The get function template returns a copy of the stored value converted to the requested type:

json j = R"({"name": "Mary", "age": 42, "hobbies": ["hiking", "reading"]})"_json;

auto name = j["name"].get<std::string>();               // "Mary"
auto age  = j["age"].get<int>();                        // 42
auto hobbies = j["hobbies"].get<std::vector<std::string>>();  // {"hiking", "reading"}

!!! note "Getting a string without quotes"

A frequent point of confusion: use [`get`](../api/basic_json/get.md), **not** [`dump`](serialization.md), to read a
string value. `#!cpp j["name"].get<std::string>()` yields `#!cpp Mary`, whereas `#!cpp j["name"].dump()` yields the
JSON text `#!cpp "Mary"` (**with** quotes), because `dump` always produces a JSON text.

Alternatively, get_to writes into an existing variable and deduces the target type, which avoids repeating it:

??? example

```cpp
--8<-- "examples/get_to.cpp"
```

Output:

```json
--8<-- "examples/get_to.output"
```

The library already knows how to convert to and from the scalar types and the STL containers (such as #!cpp std::vector, #!cpp std::map, #!cpp std::array, #!cpp std::optional, and many more). Converting a JSON object back to a #!cpp std::map or a JSON array back to a #!cpp std::vector therefore works without any extra code:

json j = {{"one", 1}, {"two", 2}};
auto m = j.get<std::map<std::string, int>>();  // {{"one", 1}, {"two", 2}}

Implicit conversions

By default, a JSON value implicitly converts to a compatible C++ type, so the explicit get call can often be omitted:

json j = "Hello";
std::string s = j;   // implicit conversion, same as j.get<std::string>()

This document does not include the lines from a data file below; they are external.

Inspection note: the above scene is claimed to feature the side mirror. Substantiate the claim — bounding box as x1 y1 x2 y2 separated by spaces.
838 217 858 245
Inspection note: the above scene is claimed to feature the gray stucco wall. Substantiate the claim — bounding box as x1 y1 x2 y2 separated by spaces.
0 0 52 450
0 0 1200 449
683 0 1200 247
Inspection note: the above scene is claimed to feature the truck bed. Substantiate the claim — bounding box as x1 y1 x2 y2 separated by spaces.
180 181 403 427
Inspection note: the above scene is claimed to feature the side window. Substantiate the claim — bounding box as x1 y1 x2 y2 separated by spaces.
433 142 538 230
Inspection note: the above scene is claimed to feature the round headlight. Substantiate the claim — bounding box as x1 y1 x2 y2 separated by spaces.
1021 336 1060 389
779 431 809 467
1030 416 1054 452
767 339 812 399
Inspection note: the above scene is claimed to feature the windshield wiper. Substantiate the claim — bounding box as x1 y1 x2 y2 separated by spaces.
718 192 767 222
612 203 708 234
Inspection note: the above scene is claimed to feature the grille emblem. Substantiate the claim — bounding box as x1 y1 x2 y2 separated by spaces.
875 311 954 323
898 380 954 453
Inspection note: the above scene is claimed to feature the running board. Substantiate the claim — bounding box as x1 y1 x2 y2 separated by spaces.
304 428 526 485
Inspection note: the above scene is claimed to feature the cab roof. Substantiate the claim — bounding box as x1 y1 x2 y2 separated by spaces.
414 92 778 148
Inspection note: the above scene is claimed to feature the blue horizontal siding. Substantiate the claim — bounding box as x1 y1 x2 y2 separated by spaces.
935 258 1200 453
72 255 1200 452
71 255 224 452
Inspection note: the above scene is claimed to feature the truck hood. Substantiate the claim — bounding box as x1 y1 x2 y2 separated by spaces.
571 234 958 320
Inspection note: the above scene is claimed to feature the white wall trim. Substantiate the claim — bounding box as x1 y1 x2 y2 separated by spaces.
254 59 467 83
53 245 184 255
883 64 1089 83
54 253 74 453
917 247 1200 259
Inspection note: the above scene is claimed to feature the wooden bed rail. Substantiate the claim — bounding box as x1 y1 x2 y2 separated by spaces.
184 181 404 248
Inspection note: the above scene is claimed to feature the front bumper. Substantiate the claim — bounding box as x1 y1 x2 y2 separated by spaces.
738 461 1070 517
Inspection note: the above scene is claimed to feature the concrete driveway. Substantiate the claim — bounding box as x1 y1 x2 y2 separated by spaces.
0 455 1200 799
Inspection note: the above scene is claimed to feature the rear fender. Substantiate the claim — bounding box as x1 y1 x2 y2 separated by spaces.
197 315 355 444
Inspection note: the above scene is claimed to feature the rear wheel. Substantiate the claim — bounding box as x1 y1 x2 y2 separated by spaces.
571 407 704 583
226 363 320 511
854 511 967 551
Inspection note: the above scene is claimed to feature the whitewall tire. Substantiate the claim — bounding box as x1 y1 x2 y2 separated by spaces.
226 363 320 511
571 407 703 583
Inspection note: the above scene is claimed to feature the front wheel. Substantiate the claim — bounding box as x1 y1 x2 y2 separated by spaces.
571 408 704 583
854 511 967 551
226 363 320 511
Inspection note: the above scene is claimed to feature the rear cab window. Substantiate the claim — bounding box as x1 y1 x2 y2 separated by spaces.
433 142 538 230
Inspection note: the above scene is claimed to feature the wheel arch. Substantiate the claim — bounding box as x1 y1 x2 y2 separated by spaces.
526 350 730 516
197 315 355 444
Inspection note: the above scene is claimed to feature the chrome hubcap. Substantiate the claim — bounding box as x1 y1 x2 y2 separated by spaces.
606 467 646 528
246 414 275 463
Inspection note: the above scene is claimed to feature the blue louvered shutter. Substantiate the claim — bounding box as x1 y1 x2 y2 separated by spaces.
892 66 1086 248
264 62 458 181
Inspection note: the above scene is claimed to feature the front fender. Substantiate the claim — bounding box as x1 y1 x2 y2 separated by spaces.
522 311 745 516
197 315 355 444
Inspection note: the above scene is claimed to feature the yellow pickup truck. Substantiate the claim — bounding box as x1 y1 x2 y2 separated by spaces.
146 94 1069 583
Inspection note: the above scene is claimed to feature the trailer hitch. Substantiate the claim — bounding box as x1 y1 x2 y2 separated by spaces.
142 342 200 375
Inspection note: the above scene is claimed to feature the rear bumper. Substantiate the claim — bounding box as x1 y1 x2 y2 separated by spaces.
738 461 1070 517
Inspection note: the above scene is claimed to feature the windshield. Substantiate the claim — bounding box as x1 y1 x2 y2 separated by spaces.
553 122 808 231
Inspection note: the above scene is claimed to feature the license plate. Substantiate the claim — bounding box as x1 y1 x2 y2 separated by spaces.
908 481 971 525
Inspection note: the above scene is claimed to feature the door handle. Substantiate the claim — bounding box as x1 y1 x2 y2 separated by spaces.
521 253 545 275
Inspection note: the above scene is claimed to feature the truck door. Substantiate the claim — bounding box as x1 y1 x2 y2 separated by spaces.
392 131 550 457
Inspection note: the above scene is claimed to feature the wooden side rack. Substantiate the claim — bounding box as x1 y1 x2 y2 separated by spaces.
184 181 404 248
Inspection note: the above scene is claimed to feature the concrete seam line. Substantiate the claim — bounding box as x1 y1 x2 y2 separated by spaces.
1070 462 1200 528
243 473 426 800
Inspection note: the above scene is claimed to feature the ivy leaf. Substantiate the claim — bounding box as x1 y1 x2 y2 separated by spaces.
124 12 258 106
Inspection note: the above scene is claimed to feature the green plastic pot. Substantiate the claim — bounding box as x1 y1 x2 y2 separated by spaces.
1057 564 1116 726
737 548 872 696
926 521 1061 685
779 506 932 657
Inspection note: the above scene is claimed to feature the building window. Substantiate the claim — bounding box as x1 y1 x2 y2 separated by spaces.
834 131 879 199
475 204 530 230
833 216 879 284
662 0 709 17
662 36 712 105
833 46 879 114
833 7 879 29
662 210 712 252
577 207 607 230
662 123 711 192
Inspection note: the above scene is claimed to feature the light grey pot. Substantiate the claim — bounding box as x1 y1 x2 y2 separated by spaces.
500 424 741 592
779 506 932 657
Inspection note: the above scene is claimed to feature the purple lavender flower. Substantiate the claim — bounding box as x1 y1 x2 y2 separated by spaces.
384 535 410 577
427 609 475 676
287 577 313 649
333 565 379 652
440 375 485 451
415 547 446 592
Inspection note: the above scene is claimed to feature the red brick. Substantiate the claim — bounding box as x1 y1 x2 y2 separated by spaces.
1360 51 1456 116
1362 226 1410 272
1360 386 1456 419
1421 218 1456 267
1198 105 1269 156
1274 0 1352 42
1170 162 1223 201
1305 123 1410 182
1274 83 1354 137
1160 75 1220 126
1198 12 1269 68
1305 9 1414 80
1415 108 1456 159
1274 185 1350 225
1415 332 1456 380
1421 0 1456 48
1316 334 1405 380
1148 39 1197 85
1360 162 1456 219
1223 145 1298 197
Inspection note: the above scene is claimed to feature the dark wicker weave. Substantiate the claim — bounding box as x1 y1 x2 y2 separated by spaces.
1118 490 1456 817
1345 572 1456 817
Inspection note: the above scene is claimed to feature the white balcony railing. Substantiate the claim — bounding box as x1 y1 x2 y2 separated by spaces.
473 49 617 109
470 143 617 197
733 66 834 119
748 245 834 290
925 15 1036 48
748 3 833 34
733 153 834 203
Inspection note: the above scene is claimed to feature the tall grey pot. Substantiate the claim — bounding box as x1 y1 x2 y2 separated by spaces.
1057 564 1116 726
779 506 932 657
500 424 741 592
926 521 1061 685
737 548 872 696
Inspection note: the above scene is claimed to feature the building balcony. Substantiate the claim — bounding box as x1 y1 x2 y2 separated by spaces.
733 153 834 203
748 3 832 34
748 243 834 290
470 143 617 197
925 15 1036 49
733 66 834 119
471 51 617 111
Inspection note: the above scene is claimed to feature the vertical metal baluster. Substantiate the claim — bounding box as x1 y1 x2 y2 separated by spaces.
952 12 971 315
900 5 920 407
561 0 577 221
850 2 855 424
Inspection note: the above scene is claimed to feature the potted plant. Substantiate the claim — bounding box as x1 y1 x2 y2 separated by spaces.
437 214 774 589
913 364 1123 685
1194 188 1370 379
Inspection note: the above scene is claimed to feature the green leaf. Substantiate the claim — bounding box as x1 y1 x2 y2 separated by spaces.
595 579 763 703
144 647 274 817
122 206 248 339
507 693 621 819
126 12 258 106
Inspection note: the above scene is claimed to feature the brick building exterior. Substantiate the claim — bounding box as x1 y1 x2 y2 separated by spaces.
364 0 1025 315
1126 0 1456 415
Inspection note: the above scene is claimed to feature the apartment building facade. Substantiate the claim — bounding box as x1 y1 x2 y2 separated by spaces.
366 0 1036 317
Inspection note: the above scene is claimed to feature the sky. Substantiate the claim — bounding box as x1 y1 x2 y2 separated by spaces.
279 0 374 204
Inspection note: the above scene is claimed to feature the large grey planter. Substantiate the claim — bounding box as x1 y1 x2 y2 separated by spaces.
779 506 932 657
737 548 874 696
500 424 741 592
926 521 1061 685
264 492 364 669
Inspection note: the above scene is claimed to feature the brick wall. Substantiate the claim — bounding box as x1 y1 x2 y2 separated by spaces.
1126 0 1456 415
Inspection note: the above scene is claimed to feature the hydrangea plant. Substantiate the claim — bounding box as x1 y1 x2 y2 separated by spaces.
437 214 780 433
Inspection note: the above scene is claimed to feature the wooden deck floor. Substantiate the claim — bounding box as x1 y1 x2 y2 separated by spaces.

Implicit conversions are convenient but can be surprising (for example, in overload resolution or with auto). They can be disabled by defining JSON_USE_IMPLICIT_CONVERSIONS to #!cpp 0, which forces the explicit get form and can catch unintended conversions at compile time.

!!! warning "Conversions do not range-check numbers"

Just like C++ itself, the `get` family performs numeric conversions without range checks — retrieving a
floating-point value as an integer truncates it, and narrowing conversions may overflow. See
[number conversion](types/number_handling.md#number-conversion) for details and how to guard against it.

Putting values in

The reverse direction works the same way: assigning or constructing a json from a C++ value converts it to JSON.

std::vector<int> numbers = {1, 2, 3};
json j = numbers;   // [1,2,3]

Your own types

The conversions above are built in for standard types. To make the same syntax work for your own types, provide to_json/from_json functions (or use one of the convenience macros). This is described in detail on the arbitrary types conversions page. Enums can be mapped to strings as described in specializing enum conversion.